I have had a terrible time beginning this week’s column. It’s been such a dispiriting week of news on the Island, nationwide, and worldwide, that I am finding it impossible to begin as I usually do, reporting on lovely summer weather, or something blooming, or seeing a friend I haven’t seen in some time. There will be some upbeat news coming, but if you don’t want to be depressed, stop reading now, and skip the next four paragraphs.
I am sitting here in my house, my home for the past 37 years, the place I love most in the whole world, the place where I feel loved and secure. Reading about so many people, young and old, who are leaving the Island because of the impossibility of finding a place to live that they can afford makes me angry and sad beyond belief. I know I could easily have been one of them — perhaps I still might be. Housing was expensive and difficult to find when I moved here 40 years ago. I will always be scared of being homeless.
COVID cases are increasing again. The hospital and town boards of health are recommending that people wear masks again. I don’t understand why mask mandates are dropped when cases start going down, then they go up, and we seesaw endlessly between masks or no masks. Nobody likes wearing a mask, so get over it. It isn’t just you. I suspect no one likes getting COVID, either, being sick themselves, possibly giving it to others. We are just beginning to learn about the effects of long COVID.
Our Steamship Authority and ferry service, supposed to be our lifeline to the mainland, continues to fail miserably in that regard. I realize that things happen, that boats break down, but it seems so frequent and disruptive. That’s if you can even get a reservation, or afford one. I miss the office at the airport, and the wonderful ladies who were always so helpful and understanding of the needs of Island residents. I don’t feel that the SSA cares about serving the
Island anymore at all.
I have decided to stop here, with only the issues currently in the headlines of our Island newspapers. The state of our union and of the world are well-known and beyond me. All I can recommend is following facts, and getting out to vote.
On that note, I am happy to report that a young woman in West Tisbury has just been awarded a Commonwealth Heroine designation by the Massachusetts Commission on the Status of Women. Jenelle Gadowski was nominated by our state representative, Dylan Fernandes. She is an amazing person, filled with energy, passion, and ideas. She has been an activist for civil rights since middle school, and is currently affiliated with the League of Women Voters MV, the NAACP MV LGBTQ Committee, Black Lives Matter, and Young Activists For Social Justice. As I have often written, I am ready to turn things over to this generation, and pray they will fix the mess we boomers have left them. Congratulations and brava, Jenelle. Thank you for stepping up.
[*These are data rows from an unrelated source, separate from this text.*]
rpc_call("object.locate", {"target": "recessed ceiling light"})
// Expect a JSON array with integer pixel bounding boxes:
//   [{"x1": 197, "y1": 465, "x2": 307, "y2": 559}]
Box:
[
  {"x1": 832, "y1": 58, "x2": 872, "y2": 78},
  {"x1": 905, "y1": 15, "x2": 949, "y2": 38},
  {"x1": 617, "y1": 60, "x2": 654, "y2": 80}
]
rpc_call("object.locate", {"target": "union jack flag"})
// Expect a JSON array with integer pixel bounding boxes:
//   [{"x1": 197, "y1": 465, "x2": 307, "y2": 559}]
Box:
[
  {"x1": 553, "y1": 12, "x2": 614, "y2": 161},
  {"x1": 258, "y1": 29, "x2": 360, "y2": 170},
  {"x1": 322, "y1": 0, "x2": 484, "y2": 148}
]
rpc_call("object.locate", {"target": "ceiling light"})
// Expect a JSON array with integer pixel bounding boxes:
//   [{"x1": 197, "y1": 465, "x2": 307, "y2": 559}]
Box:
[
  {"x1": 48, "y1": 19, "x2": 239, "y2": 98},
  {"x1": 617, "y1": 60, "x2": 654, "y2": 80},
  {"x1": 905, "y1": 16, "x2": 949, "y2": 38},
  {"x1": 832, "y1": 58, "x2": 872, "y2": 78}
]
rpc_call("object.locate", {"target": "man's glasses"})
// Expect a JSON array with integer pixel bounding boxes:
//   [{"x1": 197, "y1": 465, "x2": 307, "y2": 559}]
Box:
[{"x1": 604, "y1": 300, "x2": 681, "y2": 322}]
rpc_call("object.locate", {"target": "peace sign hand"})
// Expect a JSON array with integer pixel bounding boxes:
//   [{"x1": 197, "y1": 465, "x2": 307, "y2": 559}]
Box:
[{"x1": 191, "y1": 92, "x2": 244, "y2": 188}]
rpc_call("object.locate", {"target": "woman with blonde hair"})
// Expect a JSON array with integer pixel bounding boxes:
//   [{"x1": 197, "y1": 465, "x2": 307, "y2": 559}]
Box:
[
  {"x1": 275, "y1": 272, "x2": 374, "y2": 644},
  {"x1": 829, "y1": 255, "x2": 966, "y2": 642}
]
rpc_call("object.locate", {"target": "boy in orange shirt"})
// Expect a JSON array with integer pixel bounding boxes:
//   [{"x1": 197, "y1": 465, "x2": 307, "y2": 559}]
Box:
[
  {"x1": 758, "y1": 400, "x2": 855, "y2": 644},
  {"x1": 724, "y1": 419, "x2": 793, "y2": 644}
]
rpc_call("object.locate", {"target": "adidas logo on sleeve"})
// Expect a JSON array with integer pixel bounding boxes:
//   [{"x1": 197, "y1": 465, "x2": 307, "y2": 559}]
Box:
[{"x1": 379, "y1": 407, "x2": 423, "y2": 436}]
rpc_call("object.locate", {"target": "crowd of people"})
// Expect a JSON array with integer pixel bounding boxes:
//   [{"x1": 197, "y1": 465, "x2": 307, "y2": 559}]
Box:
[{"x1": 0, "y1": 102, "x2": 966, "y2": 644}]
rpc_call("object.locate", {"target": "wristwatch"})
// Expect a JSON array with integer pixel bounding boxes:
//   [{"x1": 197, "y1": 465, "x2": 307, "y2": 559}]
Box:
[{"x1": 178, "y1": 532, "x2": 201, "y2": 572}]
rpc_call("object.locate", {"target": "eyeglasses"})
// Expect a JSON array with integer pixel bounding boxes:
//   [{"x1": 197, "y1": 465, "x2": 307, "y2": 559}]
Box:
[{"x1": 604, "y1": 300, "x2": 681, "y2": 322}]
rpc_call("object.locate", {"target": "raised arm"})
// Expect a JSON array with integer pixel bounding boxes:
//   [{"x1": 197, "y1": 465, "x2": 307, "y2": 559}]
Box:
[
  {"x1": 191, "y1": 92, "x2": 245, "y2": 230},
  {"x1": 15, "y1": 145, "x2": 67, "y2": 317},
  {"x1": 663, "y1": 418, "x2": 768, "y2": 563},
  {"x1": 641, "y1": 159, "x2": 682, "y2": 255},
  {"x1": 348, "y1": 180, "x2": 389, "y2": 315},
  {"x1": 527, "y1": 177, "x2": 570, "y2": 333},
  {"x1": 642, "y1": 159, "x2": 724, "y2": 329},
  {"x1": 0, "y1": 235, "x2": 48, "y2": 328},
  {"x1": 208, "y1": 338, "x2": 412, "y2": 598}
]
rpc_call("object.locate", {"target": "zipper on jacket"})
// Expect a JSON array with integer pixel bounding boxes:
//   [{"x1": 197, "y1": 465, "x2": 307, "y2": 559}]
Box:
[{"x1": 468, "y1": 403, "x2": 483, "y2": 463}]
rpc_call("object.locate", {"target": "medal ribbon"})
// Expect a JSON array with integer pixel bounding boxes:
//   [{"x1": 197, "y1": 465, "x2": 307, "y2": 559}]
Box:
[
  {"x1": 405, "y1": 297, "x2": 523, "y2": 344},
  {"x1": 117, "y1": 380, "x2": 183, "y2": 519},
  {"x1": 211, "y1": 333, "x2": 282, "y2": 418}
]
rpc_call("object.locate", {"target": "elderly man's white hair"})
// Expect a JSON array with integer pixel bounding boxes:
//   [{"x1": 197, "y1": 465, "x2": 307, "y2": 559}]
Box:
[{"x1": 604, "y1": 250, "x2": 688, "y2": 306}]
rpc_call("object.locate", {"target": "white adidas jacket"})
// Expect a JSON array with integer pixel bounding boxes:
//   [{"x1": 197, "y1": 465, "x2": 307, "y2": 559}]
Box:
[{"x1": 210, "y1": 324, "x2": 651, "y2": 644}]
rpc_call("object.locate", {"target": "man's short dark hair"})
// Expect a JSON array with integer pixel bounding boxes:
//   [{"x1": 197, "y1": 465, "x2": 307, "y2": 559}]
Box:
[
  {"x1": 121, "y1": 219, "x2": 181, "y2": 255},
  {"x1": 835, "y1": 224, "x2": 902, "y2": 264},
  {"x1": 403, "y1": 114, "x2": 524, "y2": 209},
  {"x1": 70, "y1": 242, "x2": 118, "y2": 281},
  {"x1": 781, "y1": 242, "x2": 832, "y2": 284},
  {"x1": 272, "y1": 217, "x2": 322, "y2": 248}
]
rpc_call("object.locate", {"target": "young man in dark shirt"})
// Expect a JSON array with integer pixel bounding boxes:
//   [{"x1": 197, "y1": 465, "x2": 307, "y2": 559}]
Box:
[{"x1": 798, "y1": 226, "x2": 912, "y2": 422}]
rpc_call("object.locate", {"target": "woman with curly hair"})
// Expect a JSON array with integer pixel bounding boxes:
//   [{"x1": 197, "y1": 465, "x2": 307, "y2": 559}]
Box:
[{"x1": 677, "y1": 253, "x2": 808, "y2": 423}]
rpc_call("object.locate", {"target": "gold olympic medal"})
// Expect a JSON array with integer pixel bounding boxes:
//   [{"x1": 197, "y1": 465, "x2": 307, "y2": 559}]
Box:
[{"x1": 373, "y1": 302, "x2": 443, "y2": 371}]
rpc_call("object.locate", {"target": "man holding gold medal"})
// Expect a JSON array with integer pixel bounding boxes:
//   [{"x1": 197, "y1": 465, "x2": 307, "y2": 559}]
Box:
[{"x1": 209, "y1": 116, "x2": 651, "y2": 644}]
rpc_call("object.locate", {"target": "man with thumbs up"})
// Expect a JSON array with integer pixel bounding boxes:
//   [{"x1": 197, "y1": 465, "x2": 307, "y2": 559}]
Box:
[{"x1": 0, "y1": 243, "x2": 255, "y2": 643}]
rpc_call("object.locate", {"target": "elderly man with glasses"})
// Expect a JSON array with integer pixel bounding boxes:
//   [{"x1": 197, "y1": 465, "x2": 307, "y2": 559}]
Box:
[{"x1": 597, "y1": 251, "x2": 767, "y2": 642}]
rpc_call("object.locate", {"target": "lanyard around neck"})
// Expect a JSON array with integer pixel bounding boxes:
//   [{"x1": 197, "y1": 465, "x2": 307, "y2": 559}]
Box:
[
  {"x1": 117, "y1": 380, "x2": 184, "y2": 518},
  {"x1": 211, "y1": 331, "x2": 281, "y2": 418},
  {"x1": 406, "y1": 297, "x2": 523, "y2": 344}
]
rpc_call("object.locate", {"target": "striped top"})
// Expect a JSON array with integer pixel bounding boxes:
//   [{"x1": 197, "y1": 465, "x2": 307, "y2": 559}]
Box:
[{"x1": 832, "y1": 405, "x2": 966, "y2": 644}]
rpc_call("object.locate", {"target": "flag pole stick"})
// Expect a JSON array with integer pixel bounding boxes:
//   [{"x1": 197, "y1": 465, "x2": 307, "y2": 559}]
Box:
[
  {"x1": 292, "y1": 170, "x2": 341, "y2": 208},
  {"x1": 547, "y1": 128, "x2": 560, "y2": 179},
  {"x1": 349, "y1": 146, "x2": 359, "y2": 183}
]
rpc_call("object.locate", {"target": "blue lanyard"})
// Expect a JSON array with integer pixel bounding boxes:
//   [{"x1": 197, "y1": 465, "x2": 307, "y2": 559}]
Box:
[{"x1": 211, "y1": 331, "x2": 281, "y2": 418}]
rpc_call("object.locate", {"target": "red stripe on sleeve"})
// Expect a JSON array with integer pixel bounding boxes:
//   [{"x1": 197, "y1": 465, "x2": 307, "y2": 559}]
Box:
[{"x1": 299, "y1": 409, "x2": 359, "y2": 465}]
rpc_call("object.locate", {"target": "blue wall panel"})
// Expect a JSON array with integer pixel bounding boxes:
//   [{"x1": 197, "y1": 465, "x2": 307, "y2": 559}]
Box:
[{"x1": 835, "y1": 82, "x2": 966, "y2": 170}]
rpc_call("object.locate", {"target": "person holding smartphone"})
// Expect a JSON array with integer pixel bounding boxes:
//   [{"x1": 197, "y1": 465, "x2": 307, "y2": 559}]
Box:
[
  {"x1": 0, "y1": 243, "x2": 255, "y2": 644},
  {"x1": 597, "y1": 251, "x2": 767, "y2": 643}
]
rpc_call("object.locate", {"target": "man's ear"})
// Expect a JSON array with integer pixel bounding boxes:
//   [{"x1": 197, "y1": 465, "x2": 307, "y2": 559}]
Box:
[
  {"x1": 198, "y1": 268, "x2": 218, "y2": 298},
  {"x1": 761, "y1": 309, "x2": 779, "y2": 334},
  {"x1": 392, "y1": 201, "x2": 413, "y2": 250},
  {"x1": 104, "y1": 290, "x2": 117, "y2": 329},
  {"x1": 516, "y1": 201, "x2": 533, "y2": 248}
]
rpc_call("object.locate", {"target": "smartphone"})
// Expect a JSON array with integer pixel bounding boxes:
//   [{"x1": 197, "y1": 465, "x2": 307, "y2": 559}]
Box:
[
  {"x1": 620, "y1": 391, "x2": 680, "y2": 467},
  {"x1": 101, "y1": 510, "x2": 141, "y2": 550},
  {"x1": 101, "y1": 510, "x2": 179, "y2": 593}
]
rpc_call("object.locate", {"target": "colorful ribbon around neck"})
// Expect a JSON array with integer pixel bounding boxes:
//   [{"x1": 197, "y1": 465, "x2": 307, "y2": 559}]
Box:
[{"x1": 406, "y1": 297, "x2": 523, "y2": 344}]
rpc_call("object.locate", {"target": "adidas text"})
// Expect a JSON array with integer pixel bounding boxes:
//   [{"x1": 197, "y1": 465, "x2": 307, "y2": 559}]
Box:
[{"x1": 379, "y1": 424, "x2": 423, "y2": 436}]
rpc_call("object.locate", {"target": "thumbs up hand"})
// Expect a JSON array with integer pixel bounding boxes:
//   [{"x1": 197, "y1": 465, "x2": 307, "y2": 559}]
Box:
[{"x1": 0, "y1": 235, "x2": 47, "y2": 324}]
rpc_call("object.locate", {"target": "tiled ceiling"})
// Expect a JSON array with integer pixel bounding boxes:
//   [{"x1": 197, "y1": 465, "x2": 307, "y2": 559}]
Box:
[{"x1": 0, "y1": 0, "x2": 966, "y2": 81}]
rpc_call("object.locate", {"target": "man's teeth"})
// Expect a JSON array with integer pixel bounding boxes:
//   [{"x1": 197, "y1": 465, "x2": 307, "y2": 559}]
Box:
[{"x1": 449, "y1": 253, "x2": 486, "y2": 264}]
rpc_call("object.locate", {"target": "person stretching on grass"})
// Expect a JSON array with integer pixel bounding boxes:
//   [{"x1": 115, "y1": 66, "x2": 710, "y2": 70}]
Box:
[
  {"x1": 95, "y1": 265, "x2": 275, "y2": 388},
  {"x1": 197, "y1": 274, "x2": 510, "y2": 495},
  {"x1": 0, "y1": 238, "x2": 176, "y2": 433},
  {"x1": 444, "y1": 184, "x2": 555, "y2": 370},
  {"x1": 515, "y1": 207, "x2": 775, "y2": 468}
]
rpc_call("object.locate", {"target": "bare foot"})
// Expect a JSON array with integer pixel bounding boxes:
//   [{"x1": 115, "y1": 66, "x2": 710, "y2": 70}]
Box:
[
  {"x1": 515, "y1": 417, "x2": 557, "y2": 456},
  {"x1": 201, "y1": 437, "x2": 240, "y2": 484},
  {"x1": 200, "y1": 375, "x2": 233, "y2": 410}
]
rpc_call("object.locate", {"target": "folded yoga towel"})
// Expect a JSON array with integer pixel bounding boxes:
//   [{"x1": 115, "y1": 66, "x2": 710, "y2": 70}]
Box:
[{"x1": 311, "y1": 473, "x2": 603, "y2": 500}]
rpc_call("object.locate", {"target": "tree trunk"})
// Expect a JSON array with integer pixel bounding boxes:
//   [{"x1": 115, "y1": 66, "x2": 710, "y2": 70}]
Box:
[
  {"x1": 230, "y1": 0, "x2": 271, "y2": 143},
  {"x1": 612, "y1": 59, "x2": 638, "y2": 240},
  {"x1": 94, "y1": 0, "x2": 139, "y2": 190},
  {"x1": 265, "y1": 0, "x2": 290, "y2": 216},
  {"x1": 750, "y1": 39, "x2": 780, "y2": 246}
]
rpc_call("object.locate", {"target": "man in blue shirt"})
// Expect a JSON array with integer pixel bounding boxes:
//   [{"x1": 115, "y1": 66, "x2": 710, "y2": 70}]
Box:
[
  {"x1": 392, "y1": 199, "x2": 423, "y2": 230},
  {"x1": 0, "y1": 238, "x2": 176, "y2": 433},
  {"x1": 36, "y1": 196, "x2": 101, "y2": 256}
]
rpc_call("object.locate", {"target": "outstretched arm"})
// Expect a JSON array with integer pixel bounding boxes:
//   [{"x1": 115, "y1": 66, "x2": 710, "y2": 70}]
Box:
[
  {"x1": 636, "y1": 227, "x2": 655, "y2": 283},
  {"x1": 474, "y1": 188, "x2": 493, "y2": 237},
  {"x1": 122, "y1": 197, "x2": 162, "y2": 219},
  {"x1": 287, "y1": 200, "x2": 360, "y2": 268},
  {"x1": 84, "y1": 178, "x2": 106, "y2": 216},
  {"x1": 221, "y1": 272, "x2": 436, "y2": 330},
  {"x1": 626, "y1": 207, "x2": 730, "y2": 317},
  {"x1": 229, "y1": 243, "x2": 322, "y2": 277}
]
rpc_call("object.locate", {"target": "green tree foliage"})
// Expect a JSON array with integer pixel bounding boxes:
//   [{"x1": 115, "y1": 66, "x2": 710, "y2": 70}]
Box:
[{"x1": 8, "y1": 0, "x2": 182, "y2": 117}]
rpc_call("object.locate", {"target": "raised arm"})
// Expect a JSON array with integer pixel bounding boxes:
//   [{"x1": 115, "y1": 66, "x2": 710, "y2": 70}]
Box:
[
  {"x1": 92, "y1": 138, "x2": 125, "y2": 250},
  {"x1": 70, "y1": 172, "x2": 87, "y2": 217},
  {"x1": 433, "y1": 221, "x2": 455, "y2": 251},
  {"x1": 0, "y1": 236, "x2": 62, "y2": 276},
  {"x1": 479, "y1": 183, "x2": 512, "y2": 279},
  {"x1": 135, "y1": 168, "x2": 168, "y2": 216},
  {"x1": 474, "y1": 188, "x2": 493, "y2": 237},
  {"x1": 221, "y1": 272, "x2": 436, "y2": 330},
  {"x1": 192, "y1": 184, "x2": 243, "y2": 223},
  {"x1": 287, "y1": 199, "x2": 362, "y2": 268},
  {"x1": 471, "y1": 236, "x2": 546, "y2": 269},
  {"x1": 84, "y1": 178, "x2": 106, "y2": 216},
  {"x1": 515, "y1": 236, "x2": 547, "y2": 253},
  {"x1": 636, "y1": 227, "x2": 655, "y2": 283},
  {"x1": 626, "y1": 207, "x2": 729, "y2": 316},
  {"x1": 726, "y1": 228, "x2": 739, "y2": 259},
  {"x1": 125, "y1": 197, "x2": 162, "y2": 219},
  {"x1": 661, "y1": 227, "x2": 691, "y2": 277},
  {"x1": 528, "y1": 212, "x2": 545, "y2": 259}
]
If you happen to be at the Up-Island Council on Aging, you will likely meet Jenelle’s grandmother, Jennie Gadowski. Jennie has been active on the Island since before Janelle was ever thought of. She currently runs the desk at the UICOA, and may give you a proud grandmother’s smile if you mention Jenelle and her award.
The UICOA has a special program coming up at the Howes House. Naomi Goldberg-Hass will lead an adult movement class for all abilities on Tuesday, July 12, from 1 to 2 pm. They have a lot of regularly scheduled classes and groups, both virtual and in-person, and you can get at-home COVID test kits there, too. Contact the UICOA at email@example.com.
The Summer Reading Program has begun at the library. Sign up next time you are there, and look at all the programs for exercise, author’s talks, and crafts that meet regularly. Special programs in the coming week include Archaeology ID Day on Saturday, July 9. Island experts Jill Bouck, Richard Burt, Bill Moody, James Richardson, and Fred Hotchkiss will be there from 10:30 to 12:30. Wednesday, July 13, will be the first Weekly Summer Youth Performance Showcase at 5 pm. The program is co-sponsored with WMVY Radio, to give kids an opportunity to get up on stage, or the library porch in this case, to perform in front of a live audience. Sign up to be on the list of performers at firstname.lastname@example.org.
The other big library news is that the Friends of the West Tisbury Library will hold pop-up book sales on summer Sundays from noon to 4 pm in the library parking lot and on the porch, weather permitting. There will be fiction, mysteries, books about Martha’s Vineyard, and children’s books every week, with special tables set up for specific categories. July 10 will feature Cookbooks. Here is the list for the rest of July: Biographies on July 17; Gardening on July 24; Military & Maritime on July 31. Coming in August will be travel, art, and others.
I have been reading a lot of different historians, hoping to gain some perspective this July Fourth on what feels like the worst of times in our divided America. Here is a quote from Jon Meacham: “This Fourth of July, as much as any in our history, certainly since the Civil War, is one where we have to realize that patriotism isn’t passive, it’s an active state. This is a stress test for citizenship.” President Lyndon B. Johnson called the U.S. “the first nation in the history of the world to be founded with a purpose; creating a free society of equal citizens.” The Rev. Martin Luther KIng Jr. famously said, “The arc of the moral universe is long, but it bends toward justice.” May it be ever so.
Meanwhile, I’m looking out the window, and seeing fireflies lighting up the night sky.